Associate Director Heme-Translational Medicine, Bristol Myers Squibb Summit, New Jersey, United States
Introduction: Cereblon E3 ligase modulator (CELMoD®) agents, including classic immunomodulatory (IMiD®) agents, have antitumor activity in MM. ALNUC is an IgG TCE that binds BCMA and CD3ε in a 2+1 format. ALNUC mediates myeloma cell killing by recruiting T cells to BCMA-expressing target cells, leading to T cell cytotoxic activity. Combining CELMoD agents with ALNUC may enhance antitumor activity. We evaluated the anti-MM potential of ALNUC + pomalidomide (POM) and novel CELMoD agents mezigdomide (MEZI) and iberdomide (IBER) in preclinical models.
Methods: To evaluate effects of CELMoD agents on ALNUC-mediated T cell anti-MM activity, healthy donor (HD) T cells and/or BCMA-expressing MM cell lines were pretreated with POM, MEZI, IBER, or DMSO for 16 h (T cells) or 72 h (MM cells) prior to coculture; ALNUC was added for 72 h and T cell activation and MM target cell depletion were measured. To evaluate CELMoD agent effects on artificially exhausted T cells, HD CD3+ T cells were pretreated with anti-CD3/CD28 beads and POM, MEZI, IBER, or DMSO for 7 d prior to coculture with MM cells and ALNUC. To determine if CELMoD treatment could reverse T cell dysfunction, pretreatment PBMCs from pts with MM who had response (n=2) or nonresponse (n=3) to ALNUC in a phase 1 trial (NCT03486067) were cocultured with H929 cells. Cocultures were pretreated with MEZI 1 nM for 24 h prior to adding ALNUC. The effects of concurrent and sequential MEZI and ALNUC were studied in a humanized mouse H929 MM xenograft model.
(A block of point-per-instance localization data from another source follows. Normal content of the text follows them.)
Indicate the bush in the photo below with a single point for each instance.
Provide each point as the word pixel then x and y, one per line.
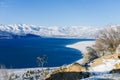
pixel 89 56
pixel 107 40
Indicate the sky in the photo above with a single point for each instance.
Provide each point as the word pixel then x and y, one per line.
pixel 60 12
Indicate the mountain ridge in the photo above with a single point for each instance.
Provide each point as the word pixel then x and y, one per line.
pixel 43 31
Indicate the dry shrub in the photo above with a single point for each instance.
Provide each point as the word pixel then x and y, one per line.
pixel 89 56
pixel 108 40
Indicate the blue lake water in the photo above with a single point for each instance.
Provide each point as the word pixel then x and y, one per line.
pixel 23 52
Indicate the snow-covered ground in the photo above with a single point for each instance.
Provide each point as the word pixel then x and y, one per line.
pixel 81 46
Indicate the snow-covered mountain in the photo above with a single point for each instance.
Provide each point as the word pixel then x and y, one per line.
pixel 62 32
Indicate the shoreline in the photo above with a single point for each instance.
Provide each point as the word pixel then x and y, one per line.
pixel 81 46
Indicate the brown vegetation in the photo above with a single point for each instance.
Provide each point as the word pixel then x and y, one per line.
pixel 107 40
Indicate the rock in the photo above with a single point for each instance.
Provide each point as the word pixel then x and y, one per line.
pixel 72 72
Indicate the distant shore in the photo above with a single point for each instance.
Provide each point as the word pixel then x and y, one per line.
pixel 81 46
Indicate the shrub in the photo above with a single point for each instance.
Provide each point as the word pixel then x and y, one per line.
pixel 89 56
pixel 107 40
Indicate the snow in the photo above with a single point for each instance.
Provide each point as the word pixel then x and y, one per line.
pixel 108 65
pixel 54 31
pixel 81 46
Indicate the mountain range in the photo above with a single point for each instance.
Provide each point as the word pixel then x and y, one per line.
pixel 25 30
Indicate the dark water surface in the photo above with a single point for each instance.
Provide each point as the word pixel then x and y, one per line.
pixel 23 53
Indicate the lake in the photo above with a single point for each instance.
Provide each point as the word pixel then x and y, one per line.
pixel 23 52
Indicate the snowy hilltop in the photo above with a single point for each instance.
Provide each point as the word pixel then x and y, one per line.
pixel 10 31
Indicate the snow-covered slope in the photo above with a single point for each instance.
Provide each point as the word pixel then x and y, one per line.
pixel 64 32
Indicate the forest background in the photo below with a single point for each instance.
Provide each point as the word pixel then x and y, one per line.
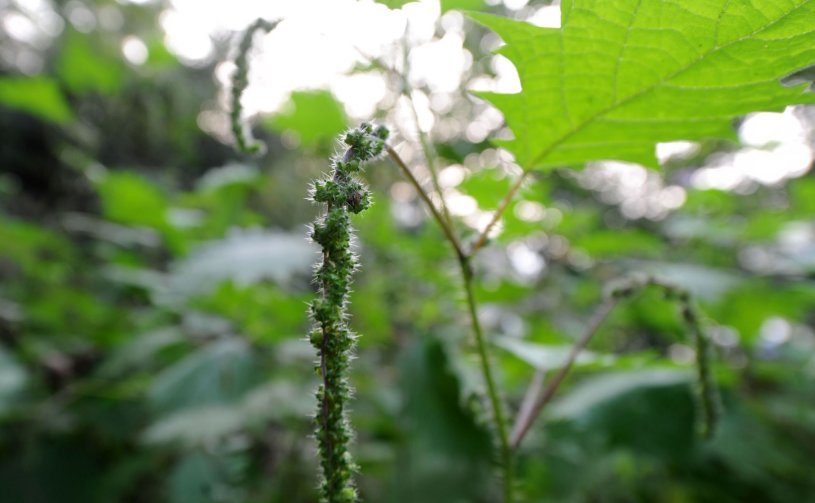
pixel 153 282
Results: In cocultures with HD T cells, pretreatment of MM cells with MEZI, IBER, and POM increased ALNUC-induced tumor-cell killing potency and efficacy across all cell lines vs ALNUC alone. ALNUC antitumor activity against the OPM-2 cell line was also enhanced by pretreating T cells with MEZI and IBER, but not POM. MEZI showed the greatest overall enhancement of ALNUC activity. In artificially exhausted HD T cells, enhanced antitumor activity was observed with MEZI and IBER, but not POM, vs DMSO. In a mouse MM xenograft model, priming or concurrent treatment with MEZI enhanced T cell activation, promoted T cell infiltration of tumor tissue, and increased ALNUC-induced tumor clearance. MEZI pretreatment of MM pt-derived PBMCs increased ALNUC-mediated antitumor activity vs control in samples from both responders and nonresponders.
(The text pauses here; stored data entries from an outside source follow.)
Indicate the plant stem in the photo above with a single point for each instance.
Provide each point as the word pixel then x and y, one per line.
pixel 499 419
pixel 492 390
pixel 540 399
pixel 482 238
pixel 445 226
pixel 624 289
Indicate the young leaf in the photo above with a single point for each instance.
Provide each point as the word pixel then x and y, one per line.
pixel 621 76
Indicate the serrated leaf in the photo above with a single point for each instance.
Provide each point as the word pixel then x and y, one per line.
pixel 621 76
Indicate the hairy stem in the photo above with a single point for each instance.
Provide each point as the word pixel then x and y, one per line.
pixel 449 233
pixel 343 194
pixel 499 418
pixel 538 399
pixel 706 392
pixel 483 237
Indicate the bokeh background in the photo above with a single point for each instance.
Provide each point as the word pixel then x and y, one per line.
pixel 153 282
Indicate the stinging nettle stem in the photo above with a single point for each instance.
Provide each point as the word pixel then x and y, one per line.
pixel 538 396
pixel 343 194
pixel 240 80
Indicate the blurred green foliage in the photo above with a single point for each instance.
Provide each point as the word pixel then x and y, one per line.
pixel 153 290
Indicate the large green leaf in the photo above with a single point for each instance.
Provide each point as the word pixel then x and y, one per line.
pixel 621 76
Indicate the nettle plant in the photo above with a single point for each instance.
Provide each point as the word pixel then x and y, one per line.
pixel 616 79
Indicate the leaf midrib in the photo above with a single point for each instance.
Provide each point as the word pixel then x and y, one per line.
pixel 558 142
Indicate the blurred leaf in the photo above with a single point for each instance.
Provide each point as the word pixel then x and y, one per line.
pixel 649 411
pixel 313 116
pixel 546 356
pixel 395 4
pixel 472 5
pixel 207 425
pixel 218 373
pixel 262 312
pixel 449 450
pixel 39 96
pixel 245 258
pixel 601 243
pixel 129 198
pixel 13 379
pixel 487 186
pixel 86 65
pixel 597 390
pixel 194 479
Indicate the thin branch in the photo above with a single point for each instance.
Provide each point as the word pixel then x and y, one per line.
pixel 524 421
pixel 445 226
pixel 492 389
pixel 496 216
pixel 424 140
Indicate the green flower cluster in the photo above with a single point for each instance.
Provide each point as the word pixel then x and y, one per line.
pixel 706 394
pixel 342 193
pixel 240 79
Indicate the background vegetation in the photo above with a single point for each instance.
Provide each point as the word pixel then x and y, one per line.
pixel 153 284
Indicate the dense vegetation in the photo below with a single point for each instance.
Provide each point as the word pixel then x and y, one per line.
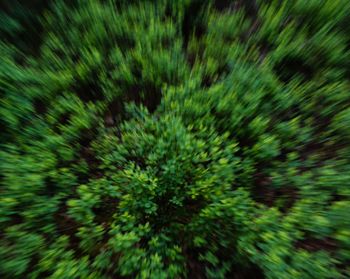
pixel 175 139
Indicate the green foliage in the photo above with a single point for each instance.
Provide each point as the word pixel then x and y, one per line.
pixel 175 139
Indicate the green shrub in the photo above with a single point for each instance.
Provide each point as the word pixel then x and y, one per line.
pixel 174 139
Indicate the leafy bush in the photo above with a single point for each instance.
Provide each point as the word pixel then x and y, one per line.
pixel 175 139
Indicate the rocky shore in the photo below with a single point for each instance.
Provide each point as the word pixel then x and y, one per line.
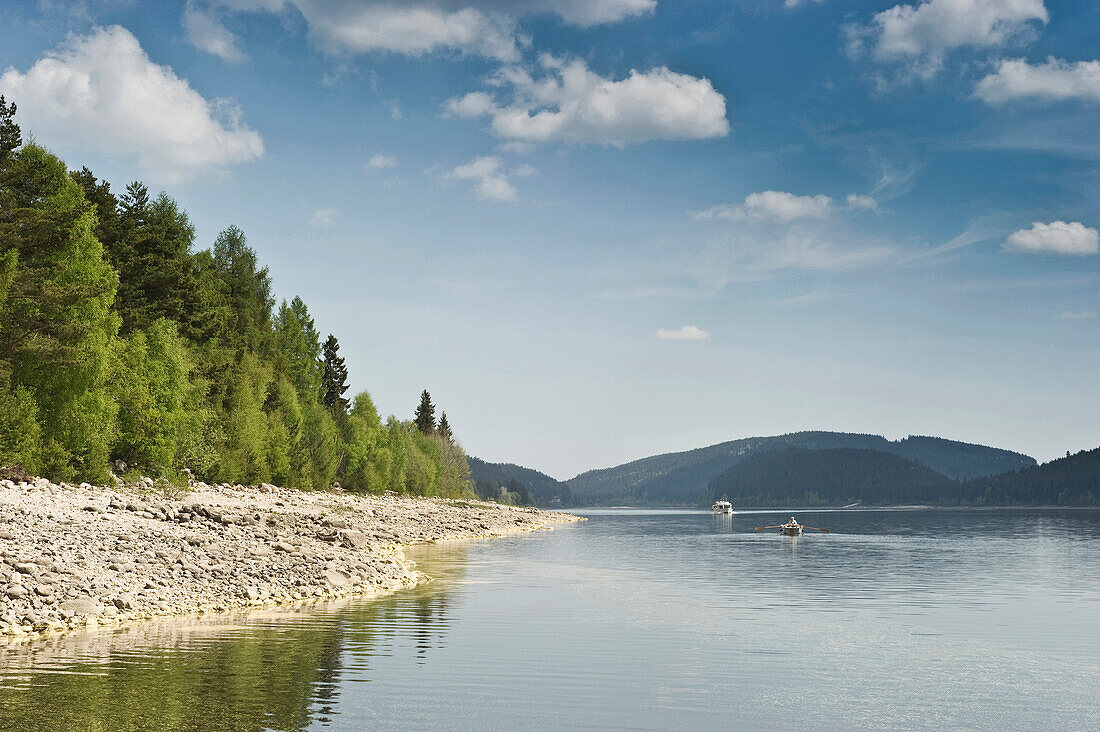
pixel 79 556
Conclusions: Combining ALNUC with novel CELMoD agents enhanced T cell mediated antitumor activity in both in vitro and ex vivo MM models. MEZI showed the greatest ability to enhance TCE-mediated antitumor activity while reversing artificial T cell dysfunction/exhaustion. Priming and concurrent treatment with MEZI enhanced ALNUC-induced T cell infiltration and activation in a MM xenograft model. Enhancement of ALNUC T cell antitumor function by MEZI was confirmed using MM patient-derived PBMCs. These results provide a strong biological rationale for combining MEZI or IBER with ALNUC to enhance responses in pts with MM. Presented at ASH 2022. Paiva B et al. Abstract 3135.